[Pvfs2-developers] bmi testcontext/testunexpected
Rob Ross
rross at mcs.anl.gov
Tue Jan 6 20:51:09 EST 2009
Hi Sam,
My take on your email was that you were combining the two issues, so I
wanted to make sure that we were in agreement that the alternative API
was preferred (not that I think we should necessarily do anything
about it at the moment). I'm glad we are in agreement.
The terms "scheduling" and "priority" are being tossed around here in
a way that I don't think is appropriate. The current textcontext does
neither prioritization nor scheduling, and neither would the proposed
modified API (as described thus far). The current BMI behavior is more
like a bug than anything else, although changing the behavior at this
point would require some significant regression testing.

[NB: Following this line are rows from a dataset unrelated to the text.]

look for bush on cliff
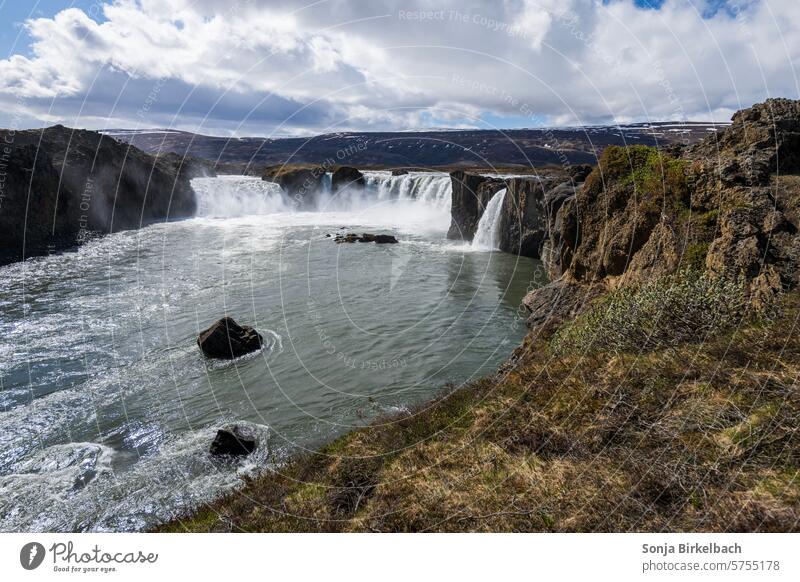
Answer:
[552,269,751,353]
[585,145,689,211]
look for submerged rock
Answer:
[333,232,400,245]
[209,426,257,457]
[197,317,264,360]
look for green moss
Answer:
[586,145,689,212]
[681,243,709,271]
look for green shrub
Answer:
[586,146,689,211]
[552,269,749,352]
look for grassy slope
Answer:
[161,292,800,532]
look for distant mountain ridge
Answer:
[102,122,729,168]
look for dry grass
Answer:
[161,292,800,532]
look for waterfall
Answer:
[192,172,452,218]
[472,188,506,251]
[364,172,453,212]
[192,176,289,218]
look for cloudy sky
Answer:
[0,0,800,135]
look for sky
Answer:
[0,0,800,137]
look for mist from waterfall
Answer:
[192,172,452,219]
[472,188,506,251]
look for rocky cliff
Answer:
[0,126,200,262]
[510,99,800,325]
[261,166,327,208]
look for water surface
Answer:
[0,173,540,531]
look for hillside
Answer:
[104,122,727,168]
[162,99,800,532]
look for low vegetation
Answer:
[552,268,761,353]
[161,274,800,532]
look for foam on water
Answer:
[0,172,534,531]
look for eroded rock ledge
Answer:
[0,125,203,264]
[516,99,800,327]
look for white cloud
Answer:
[0,0,800,134]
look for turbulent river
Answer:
[0,172,541,531]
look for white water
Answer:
[192,176,290,218]
[192,172,452,222]
[472,188,506,251]
[0,172,534,531]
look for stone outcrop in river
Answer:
[331,166,366,194]
[0,125,200,263]
[197,317,264,360]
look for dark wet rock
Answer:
[197,317,264,360]
[447,170,505,241]
[522,279,601,333]
[333,232,400,244]
[209,426,258,457]
[0,125,198,263]
[261,166,326,208]
[331,166,366,193]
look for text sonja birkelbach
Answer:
[48,542,158,573]
[642,542,742,556]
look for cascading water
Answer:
[192,172,452,218]
[192,176,289,218]
[364,172,453,212]
[472,188,506,251]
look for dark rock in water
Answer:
[261,166,325,208]
[209,426,257,457]
[522,279,601,334]
[447,170,505,241]
[500,175,576,262]
[333,232,399,245]
[197,317,264,360]
[0,125,199,264]
[331,166,365,193]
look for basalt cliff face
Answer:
[0,126,203,263]
[448,99,800,328]
[524,99,800,327]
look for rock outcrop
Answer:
[331,166,366,194]
[333,233,399,245]
[520,99,800,334]
[197,317,264,360]
[209,426,258,457]
[0,125,199,262]
[261,166,326,208]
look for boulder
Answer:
[209,426,257,457]
[197,317,264,360]
[331,166,366,193]
[333,233,399,245]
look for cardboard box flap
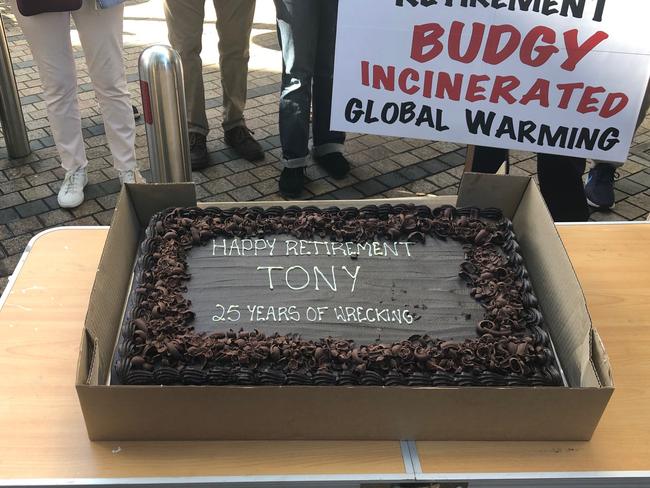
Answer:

The I/O forwarding system probably ought to use the non-blocking PVFS
calls so that it can better deal with this scenario anyway, right?
Rob
On Jan 6, 2009, at 5:54 PM, Sam Lang wrote:
>
> On Jan 6, 2009, at 5:03 PM, Rob Ross wrote:
>
>> I think if we had this alternative design and one wanted to have
>> different priorities, one would look for messages under different
>> contexts as you say. But when you don't care about priority, it
>> would be nice to be able to get everything in one call.
>
> I think you're arguing for a single testcontext function, instead of
> the testcontext/testunexpected split. I agree with that, but Phil
> and I are arguing about something else. Where should scheduling
> decisions be made? Within a BMI method, or by the API consumer?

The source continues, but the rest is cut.